From where do you seek God?

As I consider this question, I'm drawn back into the Garden, into an Eden on the edge of the curse, where the God who walked among His people was first sought, where two sets of eyes peering out from the brush searched for Him in a way that man never had. And in a way that man still does.

Prior to the whole fruit fiasco, God had never had to be sought; He simply was. He simply walked around in the Garden, His footsteps on the same lush creation at Adam and Eve's. There was no looking for Him; He was right there. There was no wondering what He was doing; it was all in plain sight. There was no question about this Lord; the glory of Him walked among us. But a bite or two later, and all that changed.

Oh, God did not change. No, He still walked around in the Garden, still left His footprints on the same lush creation. He was still right there, right in plain sight. But bushes don't make good windows, and so, from the place of great shame, Adam and Eve began their search for Him, starting with the sound of His footsteps approaching in the cool of the day.

The truth is, it's here that we do our best searching. We do our best seeking after God from the brush, from the dark places. From the places that make the worst windows, where light is hard to come by and all the little gnats and flies and bugs are buzzing around. From the darkness, from the dirt, from the miserable, from the shame - it is here where we do our best seeking.

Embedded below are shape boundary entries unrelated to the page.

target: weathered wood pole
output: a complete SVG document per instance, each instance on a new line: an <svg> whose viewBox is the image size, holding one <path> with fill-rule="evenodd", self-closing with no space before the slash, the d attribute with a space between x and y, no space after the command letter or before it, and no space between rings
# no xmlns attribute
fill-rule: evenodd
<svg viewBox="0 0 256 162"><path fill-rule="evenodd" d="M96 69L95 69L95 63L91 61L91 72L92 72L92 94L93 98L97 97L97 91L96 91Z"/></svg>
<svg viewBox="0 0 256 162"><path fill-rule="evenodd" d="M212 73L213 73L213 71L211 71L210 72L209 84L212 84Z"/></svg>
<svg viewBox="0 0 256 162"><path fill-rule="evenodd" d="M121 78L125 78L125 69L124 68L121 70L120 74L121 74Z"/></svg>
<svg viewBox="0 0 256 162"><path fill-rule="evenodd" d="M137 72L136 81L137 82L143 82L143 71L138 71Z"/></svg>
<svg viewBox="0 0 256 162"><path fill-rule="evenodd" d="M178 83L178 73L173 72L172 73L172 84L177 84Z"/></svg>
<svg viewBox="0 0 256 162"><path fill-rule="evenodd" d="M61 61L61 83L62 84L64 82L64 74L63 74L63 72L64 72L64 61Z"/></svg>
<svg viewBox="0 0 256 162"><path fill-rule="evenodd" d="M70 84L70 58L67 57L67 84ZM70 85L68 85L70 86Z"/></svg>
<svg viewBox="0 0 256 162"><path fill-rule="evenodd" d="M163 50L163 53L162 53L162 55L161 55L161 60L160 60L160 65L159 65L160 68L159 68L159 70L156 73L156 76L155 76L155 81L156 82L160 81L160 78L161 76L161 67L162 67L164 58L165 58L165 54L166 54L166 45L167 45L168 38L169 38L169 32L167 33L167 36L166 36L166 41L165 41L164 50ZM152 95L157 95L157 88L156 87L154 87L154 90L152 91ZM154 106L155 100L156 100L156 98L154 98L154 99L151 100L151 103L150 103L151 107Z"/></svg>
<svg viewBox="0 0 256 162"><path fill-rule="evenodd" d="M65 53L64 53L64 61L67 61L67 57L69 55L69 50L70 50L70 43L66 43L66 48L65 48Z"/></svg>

Though it rarely occurs to us that we are the ones who need to be found.

Typically, in a game of hide and seek, one party hides and the other seeks. One longs to find; the other labors not to be found. But this is not the case with us and God. This is not how it goes in the Garden. In the Garden, God does not change His presence. He does not mask His glory. He just...is. Just as He's always been. He knows, we can assume, that He is being sought from the bushes, but He does not hide. 

It is we, the seekers, who are hidden.

And that is our difficulty. That's what's so troubling about this. We who hide also seek, as though it is He who must be found and not us. The leaves obscure our eyes, the darkness cuts in, and we are sure it is He who exists in wisps and shadows; we have all but forgotten the dirt on our knees. We swat at the bugs the fly in our faces, as though it is some version of the plague that struck Egypt, not remembering that this shrubbed place is their home, not ours. We peer through the smallest spaces, just big enough to see a glimpse here and a glimpse there of glory, and we wonder why He will not simply show up. We forget that we are crouched down.

We ask why it is that this God that we are seeking is not seeking us, but the truth is that He knows already where we are; it is we who have forgotten. 

In a game of hide and seek, there is one who is seeking and one who must be found. But in our Christian lives, it is often we who are both. We are playing from both sides. And the only answer to our trouble is to stand up, to shake off our shame, and let ourselves be found by the very God we seek.